Pedagogia: Il prima sistema scolastico statale
IL PRIMO SISTEMA SCOLASTICO STATALE
Contesto storico
- Tra gli anni ‘60 e ‘70 del XVIII secolo, le monarchie europee riorganizzano i sistemi scolastici.
- Obiettivo: sostituire i gesuiti con nuovi insegnanti e centralizzare il controllo dell’istruzione.
- Motivazioni:
- Educazione del popolo come dovere del sovrano.
- Rafforzamento della fedeltà dei sudditi.
- Disciplinamento sociale e diffusione dei “Lumi” etici e pratici.
Obiettivi della scuola elementare
- Diffondere l’istruzione al popolo, ma in modo controllato.
- Evitare la diffusione di idee pericolose.
- Educare alla moralità e alla comprensione delle leggi.
- Prevenire la trasgressione insegnando la ragionevolezza delle norme, più che punire.
Precursori della riforma
- Federico II di Prussia: obbligo scolastico per i bambini protestanti (1763), metodo educativo basato su virtù morali.
- Johann Julius Hecker: ideatore del regolamento scolastico prussiano.
- Johann Ignaz von Felbiger: adattò il metodo Hecker ai sudditi cattolici della Slesia e poi all’Austria.
Il metodo normale di Felbiger
- Scuola “modello” con insegnamento simultaneo a gruppi di età simile.
- Struttura gerarchica dei corsi:
- Lettura e scrittura: lettere, sillabe, parole, brevi letture.
- Matematica: calcolo base.
- Catechismo.
- Disegno e pittura: esercizi preliminari.
- Formazione dei maestri più rigorosa, con competenze pedagogiche avanzate.

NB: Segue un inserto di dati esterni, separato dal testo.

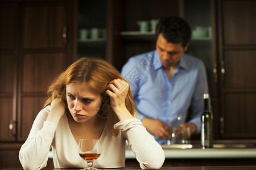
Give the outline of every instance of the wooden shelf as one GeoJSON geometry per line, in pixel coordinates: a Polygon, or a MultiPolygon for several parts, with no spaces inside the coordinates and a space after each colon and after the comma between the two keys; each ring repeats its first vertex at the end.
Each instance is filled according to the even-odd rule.
{"type": "Polygon", "coordinates": [[[121,36],[127,40],[155,40],[155,32],[139,31],[123,31],[121,32],[121,36]]]}

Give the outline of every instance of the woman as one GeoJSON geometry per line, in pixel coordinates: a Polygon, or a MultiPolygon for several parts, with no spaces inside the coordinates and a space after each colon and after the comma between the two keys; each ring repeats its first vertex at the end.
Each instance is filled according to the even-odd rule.
{"type": "Polygon", "coordinates": [[[19,151],[24,169],[46,167],[51,147],[55,168],[86,167],[78,154],[80,139],[101,140],[102,153],[95,168],[125,167],[126,140],[141,168],[162,167],[161,146],[134,117],[129,84],[105,61],[79,60],[52,84],[47,96],[19,151]]]}

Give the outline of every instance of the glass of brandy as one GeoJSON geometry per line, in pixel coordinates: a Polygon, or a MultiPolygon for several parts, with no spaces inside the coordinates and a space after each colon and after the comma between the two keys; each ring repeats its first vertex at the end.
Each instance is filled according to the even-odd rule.
{"type": "Polygon", "coordinates": [[[101,156],[101,152],[100,139],[80,139],[79,141],[79,155],[88,163],[88,167],[84,169],[97,169],[93,168],[93,162],[101,156]]]}

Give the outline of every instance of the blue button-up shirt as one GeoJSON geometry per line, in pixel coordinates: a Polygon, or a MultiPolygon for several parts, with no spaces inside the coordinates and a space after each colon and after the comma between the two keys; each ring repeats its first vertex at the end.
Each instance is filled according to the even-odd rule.
{"type": "MultiPolygon", "coordinates": [[[[208,93],[205,69],[201,60],[184,54],[170,81],[154,50],[130,58],[122,75],[130,84],[139,119],[146,116],[174,128],[185,122],[191,106],[189,122],[195,124],[197,133],[200,132],[203,95],[208,93]],[[181,120],[177,120],[178,116],[181,120]]],[[[166,140],[155,138],[160,144],[166,144],[166,140]]]]}

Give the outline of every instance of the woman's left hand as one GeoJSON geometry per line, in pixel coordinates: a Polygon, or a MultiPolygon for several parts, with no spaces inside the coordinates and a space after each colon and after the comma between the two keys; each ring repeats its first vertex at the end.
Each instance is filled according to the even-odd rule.
{"type": "Polygon", "coordinates": [[[110,105],[120,120],[133,118],[125,105],[129,84],[124,80],[114,79],[108,85],[106,94],[110,97],[110,105]]]}

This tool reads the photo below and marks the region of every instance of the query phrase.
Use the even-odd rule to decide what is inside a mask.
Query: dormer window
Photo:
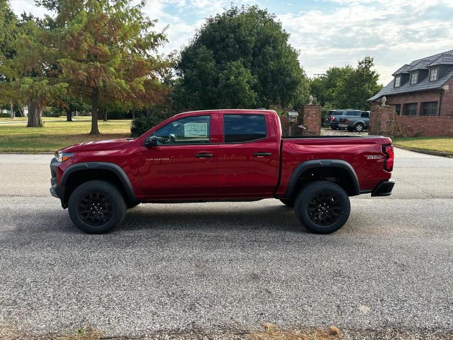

- Introduzione nelle scuole normali, che formavano futuri insegnanti.
Organizzazione della scuola elementare in Austria
- Scuole minori (1 anno in campagna, 2 in città): lettura, scrittura, calcolo.
- Scuole maggiori (3-6 anni, 3 maestri): aggiunta di latino, geografia, storia.
- Scuole normali (4 anni, 4 maestri): disegno, geometria, meccanica, lingua tedesca avanzata.
- Ogni parrocchia: scuola minore; città: scuola maggiore e corsi normali per maestri.
La figura del maestro
- Trasformazione da uomo di Chiesa a professionista laico.
- Formazione specifica e concorsi pubblici.
- Accesso anche per donne: maestre laiche per le scuole femminili.
- Lavoro stabile e rispettabile, specialmente nelle città.
- Pensione e diritti professionali garantiti.
Nuovi libri di testo
- Fine del monopolio dei testi religiosi (catechismi, vite dei santi).
- Introduzione di libri illuministici:
- Educazione morale tramite esempi concreti.
- Riflessione, ragionamento e comprensione della realtà.
- Primi rudimenti scientifici e pratici (aritmetica, misure, esperimenti).
- Scopo: insegnare utilità pratica della conoscenza, valorizzare laboriosità e rispetto per l’ordine sociale.
Impatto della riforma
- Scuola gratuita e obbligatoria.
- Alfabetizzazione diffusa, ma controllo sull’accesso all’istruzione avanzata.
- Incremento del numero di scuole e miglioramento della formazione dei maestri.
- Modernizzazione della scuola nelle aree asburgiche, soprattutto in Lombardia.
- Professione docente aperta anche alle donne, con formazione pedagogica rigorosa.